Best Parameters:  {'learning_rate': 0.01, 'max_depth': 3, 'n_estimators': 200}
Best Score (Negative RMSE):  25356464629594.605
Mean Squared Error:  17956328256301.46
R-squared: 0.6163062240211097
Training accuracy : 0.7093499892965537
Testing accuracy : 0.6163062240211097


# Conclusion

In conclusion, our data analysis revealed several key insights about the NYC property market. We identified that factors such as neighborhood, building class category, and the size of residential and commercial units have significant impacts on property sale prices. Through the use of machine learning models, including random forest regression and gradient boosting with hyperparameter optimization using Grid Search, we were able to predict property sale prices with a  moderate degree of accuracy.

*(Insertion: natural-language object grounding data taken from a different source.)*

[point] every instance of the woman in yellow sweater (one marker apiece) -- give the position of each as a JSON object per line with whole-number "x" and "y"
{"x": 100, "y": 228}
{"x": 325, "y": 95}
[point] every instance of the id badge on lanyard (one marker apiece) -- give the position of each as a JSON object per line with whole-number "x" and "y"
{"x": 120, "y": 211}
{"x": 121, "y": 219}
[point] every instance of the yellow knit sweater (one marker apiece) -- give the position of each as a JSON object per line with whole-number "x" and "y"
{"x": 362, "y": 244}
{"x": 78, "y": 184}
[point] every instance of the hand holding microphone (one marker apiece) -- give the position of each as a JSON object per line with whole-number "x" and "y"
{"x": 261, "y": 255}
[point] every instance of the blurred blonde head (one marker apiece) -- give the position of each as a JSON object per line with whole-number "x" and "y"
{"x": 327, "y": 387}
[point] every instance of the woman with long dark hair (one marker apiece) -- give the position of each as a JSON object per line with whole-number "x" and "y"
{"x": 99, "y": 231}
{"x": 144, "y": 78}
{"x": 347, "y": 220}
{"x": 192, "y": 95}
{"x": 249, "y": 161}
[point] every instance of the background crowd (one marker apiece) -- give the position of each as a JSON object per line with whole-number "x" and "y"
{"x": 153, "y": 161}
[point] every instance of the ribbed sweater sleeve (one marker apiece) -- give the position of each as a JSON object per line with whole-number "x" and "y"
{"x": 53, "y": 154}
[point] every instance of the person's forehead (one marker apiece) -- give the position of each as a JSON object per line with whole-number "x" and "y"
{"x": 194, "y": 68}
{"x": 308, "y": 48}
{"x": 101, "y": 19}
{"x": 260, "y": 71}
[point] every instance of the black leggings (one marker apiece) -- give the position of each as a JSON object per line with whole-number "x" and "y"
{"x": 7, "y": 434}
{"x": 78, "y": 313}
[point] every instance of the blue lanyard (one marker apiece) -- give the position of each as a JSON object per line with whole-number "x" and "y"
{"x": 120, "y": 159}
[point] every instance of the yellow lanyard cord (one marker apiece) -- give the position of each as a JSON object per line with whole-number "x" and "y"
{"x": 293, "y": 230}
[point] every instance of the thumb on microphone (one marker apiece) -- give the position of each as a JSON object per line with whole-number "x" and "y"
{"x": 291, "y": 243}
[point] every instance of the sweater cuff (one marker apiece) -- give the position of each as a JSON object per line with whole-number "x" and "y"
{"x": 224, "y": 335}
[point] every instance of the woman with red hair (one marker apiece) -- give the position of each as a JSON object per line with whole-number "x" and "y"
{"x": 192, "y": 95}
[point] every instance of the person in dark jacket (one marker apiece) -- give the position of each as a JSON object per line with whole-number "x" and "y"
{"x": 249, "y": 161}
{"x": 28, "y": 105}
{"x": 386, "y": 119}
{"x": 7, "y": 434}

Our best-performing model achieved an R-squared value of 0.62, indicating 62% of the variance in the dependent variable can be explained by the independent variables included in the model.
The remaining 38% of the variance is unexplained and could be due to factors not included in the model or random variation.

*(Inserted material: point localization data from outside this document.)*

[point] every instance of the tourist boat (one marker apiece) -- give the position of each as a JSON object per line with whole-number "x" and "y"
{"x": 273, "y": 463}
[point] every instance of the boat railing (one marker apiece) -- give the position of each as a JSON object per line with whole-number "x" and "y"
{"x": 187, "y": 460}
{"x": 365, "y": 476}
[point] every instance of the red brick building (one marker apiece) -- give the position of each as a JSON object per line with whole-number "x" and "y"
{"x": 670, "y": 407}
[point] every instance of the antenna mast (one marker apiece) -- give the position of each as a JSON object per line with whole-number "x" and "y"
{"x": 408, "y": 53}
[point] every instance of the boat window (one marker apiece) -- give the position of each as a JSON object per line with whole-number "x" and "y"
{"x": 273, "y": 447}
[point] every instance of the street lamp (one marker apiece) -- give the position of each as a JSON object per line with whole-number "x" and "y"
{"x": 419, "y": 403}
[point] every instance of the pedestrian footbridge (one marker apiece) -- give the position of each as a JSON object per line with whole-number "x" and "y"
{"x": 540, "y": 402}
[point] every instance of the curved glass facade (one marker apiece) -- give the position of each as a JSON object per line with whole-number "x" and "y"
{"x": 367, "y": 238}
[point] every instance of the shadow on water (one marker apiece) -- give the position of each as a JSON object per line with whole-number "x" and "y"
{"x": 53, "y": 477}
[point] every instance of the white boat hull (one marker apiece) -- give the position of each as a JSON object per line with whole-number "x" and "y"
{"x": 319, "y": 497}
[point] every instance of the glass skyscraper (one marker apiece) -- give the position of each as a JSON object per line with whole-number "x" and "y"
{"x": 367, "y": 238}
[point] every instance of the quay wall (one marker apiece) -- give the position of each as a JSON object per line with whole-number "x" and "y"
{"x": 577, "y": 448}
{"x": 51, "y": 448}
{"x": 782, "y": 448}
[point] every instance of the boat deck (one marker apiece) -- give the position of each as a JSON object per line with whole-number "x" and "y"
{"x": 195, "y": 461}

Additionally, we uncovered outliers and anomalies in the data, which were carefully addressed to ensure the integrity of our analyses. Based on these findings, we recommend that stakeholders in the NYC property market consider factors such as neighborhood demographics, building classifications, and unit sizes when making pricing decisions. Further research could explore additional features or incorporate external data sources for enhanced predictive modeling. Overall, this project provides valuable insights into the dynamics of the NYC property market and lays the groundwork for informed decision-making in the real estate industry.